Dror Bar-Natan makes the following announcement:

Dear Friends,

With help from my students, in the next semester I will be running the “wClips Seminar”, which will be a combination of a class, a seminar, and an experiment. We will meeting on Wednesdays at noon starting January 11, 2012 – follow us on http://www.math.toronto.edu/drorbn/papers/WKO/!

The “class” part of this affair is that we will slowly and systematically go over my in-progress joint paper with Zsuzsanna Dancso, “Finite Type Invariants of W-Knotted Objects: From Alexander to Kashiwara and Vergne” (short “WKO”, and again see http://www.math.toronto.edu/drorbn/papers/WKO/), section by section, lemma by lemma, and covering all necessary prerequisites as they arise.

The “seminar” component is the usual. Occasionally people other than me will be telling the story.

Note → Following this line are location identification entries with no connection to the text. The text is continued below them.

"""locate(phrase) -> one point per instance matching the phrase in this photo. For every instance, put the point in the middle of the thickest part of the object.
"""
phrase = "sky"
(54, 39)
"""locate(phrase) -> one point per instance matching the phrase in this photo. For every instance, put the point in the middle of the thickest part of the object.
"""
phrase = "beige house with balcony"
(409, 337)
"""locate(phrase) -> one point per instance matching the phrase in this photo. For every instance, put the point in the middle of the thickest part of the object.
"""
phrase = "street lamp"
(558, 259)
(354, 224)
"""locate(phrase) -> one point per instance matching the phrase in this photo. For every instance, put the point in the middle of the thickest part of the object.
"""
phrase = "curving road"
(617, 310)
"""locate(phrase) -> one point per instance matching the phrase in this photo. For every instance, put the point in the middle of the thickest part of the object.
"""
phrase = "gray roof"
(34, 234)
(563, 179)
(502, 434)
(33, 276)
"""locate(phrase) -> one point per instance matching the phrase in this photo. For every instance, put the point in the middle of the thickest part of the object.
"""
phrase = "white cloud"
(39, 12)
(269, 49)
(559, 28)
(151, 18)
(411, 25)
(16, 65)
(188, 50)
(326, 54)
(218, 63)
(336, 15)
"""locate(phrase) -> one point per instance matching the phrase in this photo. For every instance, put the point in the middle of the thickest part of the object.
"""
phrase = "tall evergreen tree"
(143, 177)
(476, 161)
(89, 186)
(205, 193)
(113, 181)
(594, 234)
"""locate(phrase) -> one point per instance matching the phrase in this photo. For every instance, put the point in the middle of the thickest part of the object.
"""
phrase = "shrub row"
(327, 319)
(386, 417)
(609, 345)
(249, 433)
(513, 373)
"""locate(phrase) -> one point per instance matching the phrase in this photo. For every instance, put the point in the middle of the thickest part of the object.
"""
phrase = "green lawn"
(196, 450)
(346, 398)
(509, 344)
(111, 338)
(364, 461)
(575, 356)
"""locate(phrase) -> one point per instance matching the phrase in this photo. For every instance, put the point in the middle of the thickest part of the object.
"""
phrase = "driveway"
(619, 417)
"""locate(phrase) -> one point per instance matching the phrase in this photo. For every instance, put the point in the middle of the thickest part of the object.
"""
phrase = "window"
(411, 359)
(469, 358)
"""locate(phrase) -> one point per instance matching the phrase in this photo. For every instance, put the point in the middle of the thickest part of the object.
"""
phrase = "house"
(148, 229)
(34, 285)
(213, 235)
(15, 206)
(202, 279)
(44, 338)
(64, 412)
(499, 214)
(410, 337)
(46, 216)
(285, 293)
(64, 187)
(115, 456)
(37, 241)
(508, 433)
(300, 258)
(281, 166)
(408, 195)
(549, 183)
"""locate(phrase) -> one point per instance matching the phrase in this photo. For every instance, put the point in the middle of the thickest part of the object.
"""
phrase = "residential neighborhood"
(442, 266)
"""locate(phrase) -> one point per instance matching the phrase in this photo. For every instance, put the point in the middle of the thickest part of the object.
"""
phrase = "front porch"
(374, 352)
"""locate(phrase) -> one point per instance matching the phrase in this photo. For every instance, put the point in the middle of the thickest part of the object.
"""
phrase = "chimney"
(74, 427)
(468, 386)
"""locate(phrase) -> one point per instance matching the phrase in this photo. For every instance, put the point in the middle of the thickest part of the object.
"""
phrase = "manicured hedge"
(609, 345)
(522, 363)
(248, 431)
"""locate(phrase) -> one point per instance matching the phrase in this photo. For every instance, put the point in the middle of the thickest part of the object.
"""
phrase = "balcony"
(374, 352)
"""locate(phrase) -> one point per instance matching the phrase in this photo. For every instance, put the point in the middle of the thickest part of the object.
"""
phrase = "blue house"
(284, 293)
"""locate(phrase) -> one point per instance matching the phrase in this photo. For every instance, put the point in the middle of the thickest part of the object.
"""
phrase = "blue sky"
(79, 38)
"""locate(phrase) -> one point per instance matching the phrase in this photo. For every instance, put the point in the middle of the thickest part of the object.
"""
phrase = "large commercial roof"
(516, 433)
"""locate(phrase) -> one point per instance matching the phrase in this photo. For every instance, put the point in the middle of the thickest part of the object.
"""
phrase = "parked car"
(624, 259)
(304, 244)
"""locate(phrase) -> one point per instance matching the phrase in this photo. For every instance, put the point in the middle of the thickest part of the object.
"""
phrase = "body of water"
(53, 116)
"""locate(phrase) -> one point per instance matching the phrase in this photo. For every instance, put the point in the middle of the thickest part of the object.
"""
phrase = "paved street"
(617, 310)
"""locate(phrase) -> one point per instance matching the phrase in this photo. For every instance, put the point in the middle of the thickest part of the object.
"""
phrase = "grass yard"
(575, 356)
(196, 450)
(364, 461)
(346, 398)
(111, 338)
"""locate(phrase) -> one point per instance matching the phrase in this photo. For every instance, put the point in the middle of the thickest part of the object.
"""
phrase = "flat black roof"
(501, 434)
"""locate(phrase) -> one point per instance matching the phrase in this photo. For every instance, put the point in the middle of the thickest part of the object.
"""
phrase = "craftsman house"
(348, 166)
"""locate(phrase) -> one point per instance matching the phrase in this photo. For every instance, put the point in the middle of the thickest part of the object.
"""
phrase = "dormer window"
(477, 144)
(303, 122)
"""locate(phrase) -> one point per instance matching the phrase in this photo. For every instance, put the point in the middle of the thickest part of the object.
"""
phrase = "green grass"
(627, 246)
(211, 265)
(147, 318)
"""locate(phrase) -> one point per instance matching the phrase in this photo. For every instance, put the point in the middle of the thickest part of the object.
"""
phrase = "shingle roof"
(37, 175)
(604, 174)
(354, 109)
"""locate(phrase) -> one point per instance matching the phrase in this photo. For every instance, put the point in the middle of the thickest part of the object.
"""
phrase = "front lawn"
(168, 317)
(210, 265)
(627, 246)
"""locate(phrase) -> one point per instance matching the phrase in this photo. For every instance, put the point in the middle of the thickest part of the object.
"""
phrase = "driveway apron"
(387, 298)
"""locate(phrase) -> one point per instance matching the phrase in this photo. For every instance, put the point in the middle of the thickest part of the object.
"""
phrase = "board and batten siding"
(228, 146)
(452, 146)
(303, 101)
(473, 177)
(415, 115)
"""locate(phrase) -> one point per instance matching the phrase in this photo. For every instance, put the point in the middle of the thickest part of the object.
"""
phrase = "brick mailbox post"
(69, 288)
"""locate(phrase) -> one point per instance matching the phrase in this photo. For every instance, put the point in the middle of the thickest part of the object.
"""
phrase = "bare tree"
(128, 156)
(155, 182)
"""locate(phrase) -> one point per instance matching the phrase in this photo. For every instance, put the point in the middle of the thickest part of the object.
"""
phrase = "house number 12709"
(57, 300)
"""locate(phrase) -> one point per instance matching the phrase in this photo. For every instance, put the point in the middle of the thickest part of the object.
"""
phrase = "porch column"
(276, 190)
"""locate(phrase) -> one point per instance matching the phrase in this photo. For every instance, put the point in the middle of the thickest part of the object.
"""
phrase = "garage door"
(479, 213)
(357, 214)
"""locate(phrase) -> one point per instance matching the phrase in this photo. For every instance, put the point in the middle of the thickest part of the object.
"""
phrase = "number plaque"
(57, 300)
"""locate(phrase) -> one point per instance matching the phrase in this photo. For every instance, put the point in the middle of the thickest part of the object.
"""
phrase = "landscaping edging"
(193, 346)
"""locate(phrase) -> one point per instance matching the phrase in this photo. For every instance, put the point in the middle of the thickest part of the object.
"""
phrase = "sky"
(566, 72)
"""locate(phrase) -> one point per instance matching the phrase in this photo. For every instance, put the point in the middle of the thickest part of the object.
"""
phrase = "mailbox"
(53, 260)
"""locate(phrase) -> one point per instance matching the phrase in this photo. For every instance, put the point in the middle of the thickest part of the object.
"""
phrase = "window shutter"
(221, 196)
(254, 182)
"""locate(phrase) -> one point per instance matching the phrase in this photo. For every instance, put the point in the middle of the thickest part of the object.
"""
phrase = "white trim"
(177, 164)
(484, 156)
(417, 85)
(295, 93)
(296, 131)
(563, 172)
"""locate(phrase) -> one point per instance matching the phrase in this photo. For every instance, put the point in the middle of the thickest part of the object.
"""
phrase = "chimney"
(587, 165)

The “experiment” part is that every lecture will be video taped and every blackboard will be photographed and everything will be immediately put on the WKO website, so that at the end we will have along with the paper a “video companion” – series of video clips explaining every bit of it. The paper will be mathematically self-contained, yet in addition every section thereof will include a link/reference to the corresponding clip in its video companion. And every video clip will have its written counterpart in one of the sections of the paper.

Feel free to follow almost in real time! Also, please let me know if you want to be added to the wClips mailing list.

Best,

Dror.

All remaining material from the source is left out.